The fight reached a crescendo as the first gray light of dawn touched the window. We were moving so fast that we were no longer two entities, but a single storm of steel. My mind felt like it was on fire, the concentration so intense it was almost physical. I found the opening. I saw the flaw I had been looking for all day. I moved.

In the void, my blade found its mark. The mirror-self shattered like glass, dissolving into a thousand points of yellow light that rushed toward me, merging with my own consciousness.

"Enough," Eufrien's voice was a low, resonant hum of approval. "The mind is tempered. The image is mastered."

The release of the mental tension was like a physical blow. The void vanished, and the room rushed back in.

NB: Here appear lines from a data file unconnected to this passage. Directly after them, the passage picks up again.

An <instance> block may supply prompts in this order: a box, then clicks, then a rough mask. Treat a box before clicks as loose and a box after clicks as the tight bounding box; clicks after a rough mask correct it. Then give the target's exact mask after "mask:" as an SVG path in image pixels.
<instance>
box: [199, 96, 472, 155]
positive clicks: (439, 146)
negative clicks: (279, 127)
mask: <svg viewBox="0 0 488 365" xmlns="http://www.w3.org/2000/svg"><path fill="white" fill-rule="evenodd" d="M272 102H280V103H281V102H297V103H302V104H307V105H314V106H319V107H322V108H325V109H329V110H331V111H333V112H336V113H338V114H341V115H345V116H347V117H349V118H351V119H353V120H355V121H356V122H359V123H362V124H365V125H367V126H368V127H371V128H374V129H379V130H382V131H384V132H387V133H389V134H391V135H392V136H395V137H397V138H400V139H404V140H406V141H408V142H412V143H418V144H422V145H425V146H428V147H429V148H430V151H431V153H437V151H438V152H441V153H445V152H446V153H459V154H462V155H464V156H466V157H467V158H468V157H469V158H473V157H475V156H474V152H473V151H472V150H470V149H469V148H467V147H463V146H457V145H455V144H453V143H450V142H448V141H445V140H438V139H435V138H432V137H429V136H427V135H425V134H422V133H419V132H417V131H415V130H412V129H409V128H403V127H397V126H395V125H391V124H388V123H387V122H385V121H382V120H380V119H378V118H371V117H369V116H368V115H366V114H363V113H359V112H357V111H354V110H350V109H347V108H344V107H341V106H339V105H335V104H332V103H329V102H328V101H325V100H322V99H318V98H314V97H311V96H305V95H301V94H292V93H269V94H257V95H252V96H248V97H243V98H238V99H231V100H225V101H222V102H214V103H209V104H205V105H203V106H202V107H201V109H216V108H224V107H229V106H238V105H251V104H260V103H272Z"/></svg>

I felt the hard floor, the cold air, and the overwhelming weight of my own body. I was finished. I had survived the day, and the training was etched into my mind.

"Sleep," Eufrien commanded.

I didn't have the strength to argue. I didn't even have the strength to reach for a blanket. I slumped over where I sat, my head resting on the cold floorboards. My eyes closed instantly, the yellow glow of the necklace fading to a soft, dying ember. I fell into a deep, dreamless sleep, the phantom sound of clashing steel finally fading into the silence of the morning.

I lay there, a silent figure on the floor, while the sun began its slow climb into the sky, marking the end of the longest day of my life. The training was done, but the exhaustion was absolute. I slept while the world began to wake around me, my mind finally at peace after the war I had waged against myself.

The exhaustion was a heavy cloak, pulling me deeper into the darkness of sleep. Every muscle in my body felt as though it had been unstrung, the tension of the day's mental battle leaving behind a profound, aching void. The floor was hard and unforgiving, but to me, it felt like the softest bed in the world. I didn't dream. There were no more mirror-selves, no more clashing blades, and no more voices in the dark. There was only the silence, a vast and cooling sea that washed over the fever of my mind. The yellow light on my chest went dark, its work finished for now, leaving me in the natural shadows of the room as the morning light grew stronger outside. I had pushed past the limits of my endurance, and now, the only thing left was the long, deep rest that followed a victory over the self. My breathing slowed, becoming deep and even, merging with the quiet of the room where Elphyete still slept, both of us lost in the quiet sanctuary of the dawn.